Matthias Machnig (SPD), ehemals deutscher Wirtschaftsstaatssekretär und heute für das Beratungsunternehmen Innoenergy tätig, sieht die Polen schon in einer „Koalition der Willigen“ neben Franzosen, Schweden, Finnen und Deutschen. „Die nächsten zwei Jahre werden spielentscheidend“, sagte Machnig auf dem Batterieforum. Auf dem 250-Milliarden-Euro-Zellenmarkt seien in Europa im nächsten Jahrzehnt bis zu vier Millionen zusätzlicher Arbeitsplätze möglich, wenn die Industrie endlich in die Gänge komme und die Politik mit Hilfe des IPCEI Fördermilliarden in die Hand nehmen dürfe.

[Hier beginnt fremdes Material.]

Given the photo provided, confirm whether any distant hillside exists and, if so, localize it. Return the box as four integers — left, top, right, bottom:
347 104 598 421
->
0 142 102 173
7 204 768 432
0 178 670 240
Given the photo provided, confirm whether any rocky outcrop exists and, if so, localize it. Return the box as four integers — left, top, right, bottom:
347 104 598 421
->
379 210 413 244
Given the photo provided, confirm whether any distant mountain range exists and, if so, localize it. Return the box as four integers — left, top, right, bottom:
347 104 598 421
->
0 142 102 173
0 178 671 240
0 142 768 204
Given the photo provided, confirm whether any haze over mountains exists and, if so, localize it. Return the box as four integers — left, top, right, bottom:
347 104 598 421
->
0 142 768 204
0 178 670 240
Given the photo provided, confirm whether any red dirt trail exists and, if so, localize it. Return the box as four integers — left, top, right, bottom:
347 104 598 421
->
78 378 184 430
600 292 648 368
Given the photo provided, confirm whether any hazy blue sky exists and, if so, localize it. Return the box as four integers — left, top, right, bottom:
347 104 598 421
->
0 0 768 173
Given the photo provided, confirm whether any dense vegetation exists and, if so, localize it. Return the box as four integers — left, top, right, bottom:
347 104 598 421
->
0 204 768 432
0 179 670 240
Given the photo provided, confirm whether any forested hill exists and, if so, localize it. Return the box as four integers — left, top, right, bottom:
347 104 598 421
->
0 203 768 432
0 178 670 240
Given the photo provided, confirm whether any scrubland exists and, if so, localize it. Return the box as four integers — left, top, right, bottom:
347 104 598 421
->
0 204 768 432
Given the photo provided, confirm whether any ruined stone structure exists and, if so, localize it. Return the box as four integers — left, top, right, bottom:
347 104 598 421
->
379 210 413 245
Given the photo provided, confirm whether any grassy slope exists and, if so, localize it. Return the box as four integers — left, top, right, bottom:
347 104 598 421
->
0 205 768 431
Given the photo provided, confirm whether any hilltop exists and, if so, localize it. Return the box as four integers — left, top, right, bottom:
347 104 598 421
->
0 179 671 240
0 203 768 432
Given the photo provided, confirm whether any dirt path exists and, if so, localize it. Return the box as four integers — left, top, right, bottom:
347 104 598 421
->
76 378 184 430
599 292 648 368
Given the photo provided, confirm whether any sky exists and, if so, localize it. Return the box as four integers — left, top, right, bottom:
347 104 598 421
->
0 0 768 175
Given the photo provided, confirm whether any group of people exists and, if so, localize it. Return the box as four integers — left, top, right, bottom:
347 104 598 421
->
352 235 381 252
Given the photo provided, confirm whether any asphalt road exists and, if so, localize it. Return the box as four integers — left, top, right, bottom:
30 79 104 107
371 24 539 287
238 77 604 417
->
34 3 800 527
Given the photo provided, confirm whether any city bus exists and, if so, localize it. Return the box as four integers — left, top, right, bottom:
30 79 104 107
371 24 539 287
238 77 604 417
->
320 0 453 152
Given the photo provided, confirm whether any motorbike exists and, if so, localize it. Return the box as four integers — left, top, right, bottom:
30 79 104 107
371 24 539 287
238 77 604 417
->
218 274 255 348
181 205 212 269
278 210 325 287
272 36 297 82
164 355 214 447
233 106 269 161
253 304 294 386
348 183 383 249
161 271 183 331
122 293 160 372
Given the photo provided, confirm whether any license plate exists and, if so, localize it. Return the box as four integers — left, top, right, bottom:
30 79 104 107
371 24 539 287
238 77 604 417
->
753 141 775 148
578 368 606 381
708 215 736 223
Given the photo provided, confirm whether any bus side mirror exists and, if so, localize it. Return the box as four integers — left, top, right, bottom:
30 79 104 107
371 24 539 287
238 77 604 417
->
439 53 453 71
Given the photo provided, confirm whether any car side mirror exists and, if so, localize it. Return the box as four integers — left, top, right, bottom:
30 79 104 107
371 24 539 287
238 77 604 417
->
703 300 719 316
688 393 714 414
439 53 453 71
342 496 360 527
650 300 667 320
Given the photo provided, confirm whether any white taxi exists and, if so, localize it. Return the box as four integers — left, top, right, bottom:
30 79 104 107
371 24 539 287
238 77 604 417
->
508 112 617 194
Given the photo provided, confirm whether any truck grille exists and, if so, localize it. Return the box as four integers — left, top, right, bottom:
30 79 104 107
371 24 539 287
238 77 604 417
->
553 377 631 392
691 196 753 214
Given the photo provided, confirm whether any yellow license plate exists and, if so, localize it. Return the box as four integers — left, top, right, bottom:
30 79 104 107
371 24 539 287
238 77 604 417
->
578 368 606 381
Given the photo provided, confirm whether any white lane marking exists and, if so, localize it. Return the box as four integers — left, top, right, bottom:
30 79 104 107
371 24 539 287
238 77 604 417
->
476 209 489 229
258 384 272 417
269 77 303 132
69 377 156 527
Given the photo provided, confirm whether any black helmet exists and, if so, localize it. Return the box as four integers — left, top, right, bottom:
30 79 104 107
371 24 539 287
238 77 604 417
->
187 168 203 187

500 Millionen sind in die Forschung geflossen

Hierzulande sind in den vergangenen zehn Jahren rund 500 Millionen Euro in die Batterieforschung geflossen. Mit weiteren 500 Millionen Euro soll nun im Rahmen der Forschungsfabrik, die von der Fraunhofer Gesellschaft betrieben wird, auf den drei Feldern „Material“, „Zelle und Prozesse“ sowie „Batteriezellfertigung“ gearbeitet werden. Mitte des Jahres dürfte der Standort der neuen Einrichtung ausgewählt werden, für die sich ein halbes Dutzend Bundesländer bewerben. Im föderalen System wird es vermutlich eine Art Dreiteilung geben müssen – der Süden (Ulm/Karlsruhe), der Westen (Braunschweig) und der Osten, konkret Dresden, sind favorisiert. Sechs Zellhersteller wollen mit der Forschungsfabrik kooperieren, der Größte ist nicht dabei: Die schwäbische Varta geht einen eigenen Weg.